Il est démobilisé le 20 novembre 1919 au 173è RI et « se retire » à Petreto-Bicchisano.
En 1920, il travaille comme postier (facteur) à Paris et il est à ce titre classé comme « affecté spécial » pour la réserve de l’armée, au titre d’employé de l’administration des PTT.
Le 30 juin 1923 à  Saint-Ouen, il épouse Marguerite, Louise Albertine Boulay, sans profession, née  le 11 octobre 1885 à Alençon (Orne).
Le couple a deux filles : Isabelle, et Jacqueline. Son épouse décède le 22 avril 1929 à Paris.
En janvier 1928, il habite au 6, rue Ardoin à Saint-Ouen, et en 1933 il a déménagé au 70, boulevard Jean Jaurès.
Le 9 avril 1933, François Burési épouse en secondes noces à Saint-Ouen Marie, Elizabeth Mennel. Elle est née le 4 septembre 1895 à Diffenbach-les-Helliner (Moselle). Après son mariage, il revient au 6, rue Ardoin à Saint-Ouen.

L’Humanité 19 juillet 1935

La police le considère comme un «anarchiste dangereux». 

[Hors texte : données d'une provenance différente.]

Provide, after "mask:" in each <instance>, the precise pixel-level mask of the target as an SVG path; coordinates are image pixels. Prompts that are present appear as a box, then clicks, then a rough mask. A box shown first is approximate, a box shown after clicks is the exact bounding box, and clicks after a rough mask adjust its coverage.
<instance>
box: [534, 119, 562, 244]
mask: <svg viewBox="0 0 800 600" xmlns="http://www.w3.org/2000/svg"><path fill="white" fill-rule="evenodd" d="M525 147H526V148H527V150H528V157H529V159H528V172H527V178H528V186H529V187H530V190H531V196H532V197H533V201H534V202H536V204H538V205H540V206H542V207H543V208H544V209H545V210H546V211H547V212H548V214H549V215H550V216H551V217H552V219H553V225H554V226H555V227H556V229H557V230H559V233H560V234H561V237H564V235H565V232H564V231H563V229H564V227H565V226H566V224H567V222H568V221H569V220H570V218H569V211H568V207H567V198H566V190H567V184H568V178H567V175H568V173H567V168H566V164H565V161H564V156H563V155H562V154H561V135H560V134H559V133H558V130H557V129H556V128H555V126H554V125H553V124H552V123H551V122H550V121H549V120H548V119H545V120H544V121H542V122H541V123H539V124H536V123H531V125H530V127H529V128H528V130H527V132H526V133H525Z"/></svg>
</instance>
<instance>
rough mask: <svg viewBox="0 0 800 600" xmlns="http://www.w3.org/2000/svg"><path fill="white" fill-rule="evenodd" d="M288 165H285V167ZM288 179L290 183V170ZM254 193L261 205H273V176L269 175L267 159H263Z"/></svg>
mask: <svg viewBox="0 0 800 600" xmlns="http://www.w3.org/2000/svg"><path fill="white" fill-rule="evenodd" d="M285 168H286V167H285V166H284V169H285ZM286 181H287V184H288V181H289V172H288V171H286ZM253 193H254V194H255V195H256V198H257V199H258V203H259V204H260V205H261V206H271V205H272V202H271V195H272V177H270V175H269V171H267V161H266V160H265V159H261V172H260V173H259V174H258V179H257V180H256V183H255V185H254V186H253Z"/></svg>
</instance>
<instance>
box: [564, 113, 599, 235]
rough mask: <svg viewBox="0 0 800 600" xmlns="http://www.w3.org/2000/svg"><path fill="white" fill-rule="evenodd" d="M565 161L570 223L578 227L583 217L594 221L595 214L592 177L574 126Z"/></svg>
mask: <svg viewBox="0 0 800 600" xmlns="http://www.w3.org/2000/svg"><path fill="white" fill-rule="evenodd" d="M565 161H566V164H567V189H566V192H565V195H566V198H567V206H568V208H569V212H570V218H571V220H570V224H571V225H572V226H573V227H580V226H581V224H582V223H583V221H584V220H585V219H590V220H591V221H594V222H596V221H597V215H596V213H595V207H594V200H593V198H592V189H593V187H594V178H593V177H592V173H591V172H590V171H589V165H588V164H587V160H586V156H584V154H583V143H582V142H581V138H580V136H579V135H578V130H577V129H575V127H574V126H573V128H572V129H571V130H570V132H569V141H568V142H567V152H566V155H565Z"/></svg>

A la suite de ce que « l’Humanité » présentera comme un simple fait divers qui a mal tourné, et non une affaire politique, François Burési est condamné par la cour d’Assises de la Seine le 18 juillet 1935, à cinq ans de prison pour meurtre commis à Saint-Denis, le 7 mai 1934 « sur la personne du sieur Rey ». 

Bursi, carricature dans le Petit Parisien

La condamnation pour meurtre par arme à feu est effectivement assortie de circonstances atténuantes (Burési est un facteur modèle, excellemment noté. Selon un témoin, Rey était également armé et aurait menacé Burési qui se serait senti menacé) et dispense Burési de l’interdiction de séjour (cote BA 2397 des archives de la préfecture de police de Paris).
Il est en outre condamné à 1339 F plus 62 F 50 de frais de poste de dommages et intérêts envers l’Etat.
Une pension annuelle de 4000 F et 3000 F sont accordés à la veuve Rey et à son fils, ainsi que 25.000 F de dommages et intérêts à chacun d’eux. 

François Burési est défendu par le célèbre avocat M° Moro-Giafferi… Rey était un partisan du maire de Saint-Denis, l’ex communiste Jacques Doriot, et l’accusation veut faire de Burési un militant du Parti communiste. Avec sa faconde habituelle Moro-Giafferi moque l’hypothèse d’un meurtre à connotation politique soutenue par l’accusation « c’est vrai Burési a des opinions politiques détestables… Il a toujours voté pour moi » (Moro-Giafféri est député de Corse depuis 1919 pour le Parti républicain socialiste et après la Libération pour l’Union des gauches républicaines).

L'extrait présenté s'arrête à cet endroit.